Advantages of Shadow IT[8]

  • It lets employees create their own solutions: Application development has long been a pain point in many businesses. In fact, it’s one reason why users turned to Shadow IT in the first place. They got tired of waiting on new applications from IT and decided to take matters into their own hands. They find tools that either meet their needs or let them build their own applications. When properly managed, the IT department can provide end users with the tools they need to create their own solutions. This lets IT control the data and user access, and lets users create the applications they need–without making requests to IT.

“Executives and IT departments increasingly view Shadow IT as an opportunity for employee innovation and cost management, rather than a significant security and control risk to the enterprise,” says James Quigley, CEO of Canvas. “This shift in thinking is in part due to an emerging set of applications that enable non-IT specialists throughout the organization to become “citizen developers” empowered to quickly and easily build and deploy solutions that address a specific pain point — without IT department support.”

  • It delivers solutions closely aligned with business needs: Besides the problem of waiting around on solutions, another issue commonly occurs. When business users request solutions from IT, the details often get lost in translation. As a result, the finished product isn’t exactly what the user requested. Shadow IT helps address this problem, as it eliminates the risk of miscommunication. When the users are the ones finding/building their own solutions, they find solutions that better align with their goals.

“Shadow IT will generally yield a solution more closely aligned with the original business need with less emphasis on technology capabilities and more emphasis on the appropriateness, alignment, and the speed of delivery of the end product,” Dirk Garner, Principal Consultant at Garner Software. “Scheduling is simpler with Shadow IT delivered solutions as there is at least one fewer group participating in the project therefore there are fewer scheduling constraints.”

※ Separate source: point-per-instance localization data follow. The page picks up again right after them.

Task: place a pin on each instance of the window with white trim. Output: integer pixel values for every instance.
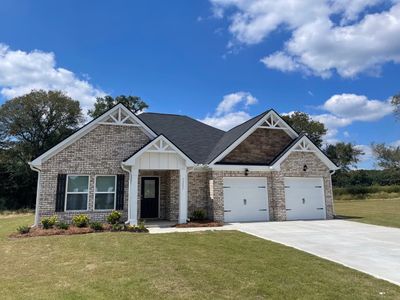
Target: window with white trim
(77, 192)
(105, 192)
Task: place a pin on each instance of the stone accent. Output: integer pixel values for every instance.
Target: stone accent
(199, 192)
(292, 166)
(100, 152)
(261, 147)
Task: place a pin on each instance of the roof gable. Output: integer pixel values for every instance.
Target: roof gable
(269, 119)
(118, 115)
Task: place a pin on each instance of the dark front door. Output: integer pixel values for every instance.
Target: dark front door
(149, 203)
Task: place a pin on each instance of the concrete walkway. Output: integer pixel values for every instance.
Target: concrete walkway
(371, 249)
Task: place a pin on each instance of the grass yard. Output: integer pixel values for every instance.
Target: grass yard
(207, 265)
(384, 212)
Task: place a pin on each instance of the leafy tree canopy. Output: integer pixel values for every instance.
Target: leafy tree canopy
(103, 104)
(302, 122)
(387, 156)
(30, 125)
(344, 155)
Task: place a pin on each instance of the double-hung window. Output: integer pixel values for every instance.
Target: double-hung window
(77, 192)
(105, 192)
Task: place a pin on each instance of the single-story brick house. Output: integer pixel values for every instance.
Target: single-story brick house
(164, 166)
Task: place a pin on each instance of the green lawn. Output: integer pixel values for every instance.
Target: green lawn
(384, 212)
(207, 265)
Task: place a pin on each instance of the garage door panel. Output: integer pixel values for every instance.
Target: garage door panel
(304, 198)
(245, 199)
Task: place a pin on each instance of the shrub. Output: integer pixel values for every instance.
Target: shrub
(23, 229)
(49, 222)
(81, 220)
(63, 226)
(198, 215)
(97, 226)
(114, 217)
(117, 227)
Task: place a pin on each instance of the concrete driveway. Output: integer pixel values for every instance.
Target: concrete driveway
(368, 248)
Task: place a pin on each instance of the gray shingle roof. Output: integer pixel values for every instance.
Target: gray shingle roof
(201, 142)
(193, 137)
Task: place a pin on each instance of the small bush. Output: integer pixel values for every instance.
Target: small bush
(81, 220)
(63, 226)
(198, 215)
(23, 229)
(117, 227)
(97, 226)
(114, 217)
(49, 222)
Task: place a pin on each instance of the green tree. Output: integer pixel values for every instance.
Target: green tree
(344, 155)
(396, 105)
(30, 125)
(387, 157)
(134, 103)
(302, 122)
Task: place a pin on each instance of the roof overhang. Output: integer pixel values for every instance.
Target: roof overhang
(161, 144)
(271, 120)
(304, 144)
(118, 115)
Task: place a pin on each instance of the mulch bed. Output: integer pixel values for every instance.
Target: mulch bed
(200, 223)
(38, 231)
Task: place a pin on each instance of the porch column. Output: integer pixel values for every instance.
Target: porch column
(133, 192)
(183, 195)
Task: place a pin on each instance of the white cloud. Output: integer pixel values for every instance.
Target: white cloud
(359, 42)
(227, 113)
(344, 109)
(21, 71)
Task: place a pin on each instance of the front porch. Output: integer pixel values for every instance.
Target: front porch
(158, 182)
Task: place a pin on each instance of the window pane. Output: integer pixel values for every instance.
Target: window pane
(149, 188)
(76, 201)
(104, 201)
(105, 184)
(78, 184)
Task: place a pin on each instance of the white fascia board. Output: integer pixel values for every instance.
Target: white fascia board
(318, 152)
(132, 159)
(86, 129)
(293, 134)
(241, 168)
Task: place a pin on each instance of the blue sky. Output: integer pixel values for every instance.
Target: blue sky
(220, 61)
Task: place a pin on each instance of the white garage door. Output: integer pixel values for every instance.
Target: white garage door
(305, 198)
(245, 199)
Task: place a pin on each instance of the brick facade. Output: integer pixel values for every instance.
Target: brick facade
(292, 166)
(101, 151)
(260, 147)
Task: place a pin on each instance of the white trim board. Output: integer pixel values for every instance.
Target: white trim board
(276, 123)
(89, 127)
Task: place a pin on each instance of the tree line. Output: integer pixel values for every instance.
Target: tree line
(33, 123)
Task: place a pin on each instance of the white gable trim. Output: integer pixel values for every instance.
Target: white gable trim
(271, 120)
(159, 145)
(305, 145)
(123, 114)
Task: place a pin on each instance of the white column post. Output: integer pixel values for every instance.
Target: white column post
(133, 196)
(183, 195)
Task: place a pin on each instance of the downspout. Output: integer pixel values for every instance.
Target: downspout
(37, 194)
(129, 188)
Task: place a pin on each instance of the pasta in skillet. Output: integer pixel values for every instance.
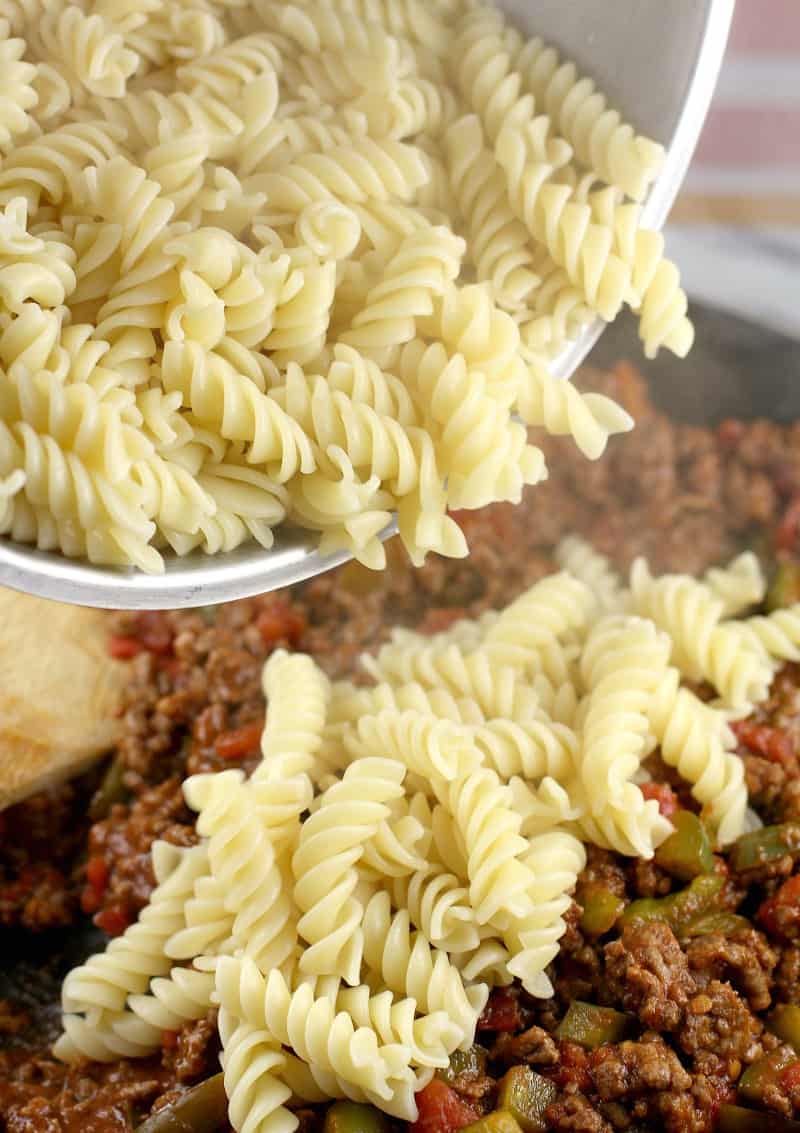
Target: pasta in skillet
(198, 199)
(403, 846)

  • It removes obstacles and improves productivity: Employees turn to Shadow IT when they can’t get the solutions they need, or to get around restrictions set up by the business. In many businesses, the IT department is viewed as an obstacle rather than a partner. Or, strict corporate policies make it hard to accomplish much of anything. When you embrace Shadow IT, you can give employees the tools they need for their everyday tasks. As a result, they spend less time looking for workarounds, and more time getting things done.

“Usually, I believe Shadow IT is a bad thing, but it does have a few benefits,” says Curtis Peterson, Digital Marketing Manager at SmartFile. “One, it shows initiative and ingenuity by your employees to overcome obstacles in their day. Your employees are more productive and efficient, and often will take ownership of the item. While your everyday employee might not foresee the security flaws and risks, they will become more efficient in their everyday work.”

  • It Lessens the burden on the IT department: In most companies, the IT department is overworked. They keep the technology running, support the business, and are constantly putting out fires. Handling end-user requests for new solutions only add to their list of tasks. When Shadow IT is embraced, end users have access to a variety of pre-approved solutions, or the tools to create their own. This removes a burden from the IT department and lets them focus on other, mission-critical tasks.

“Most IT departments face a perpetually long list of IT project requests from employees and business units,” says Quigley. “Requests are arranged by their perceived significance to the organization financially, operationally or politically, and as a result, the project requests that tend to get the short end of the stick are internally facing applications, such as a solution to streamline logistics. Shadow IT empowers employees with these internally facing technology requests to see an application through from ideation to deployment, in turn allowing IT staff to focus on higher-level innovation projects that require deeper IT integration or more technically capable resources.”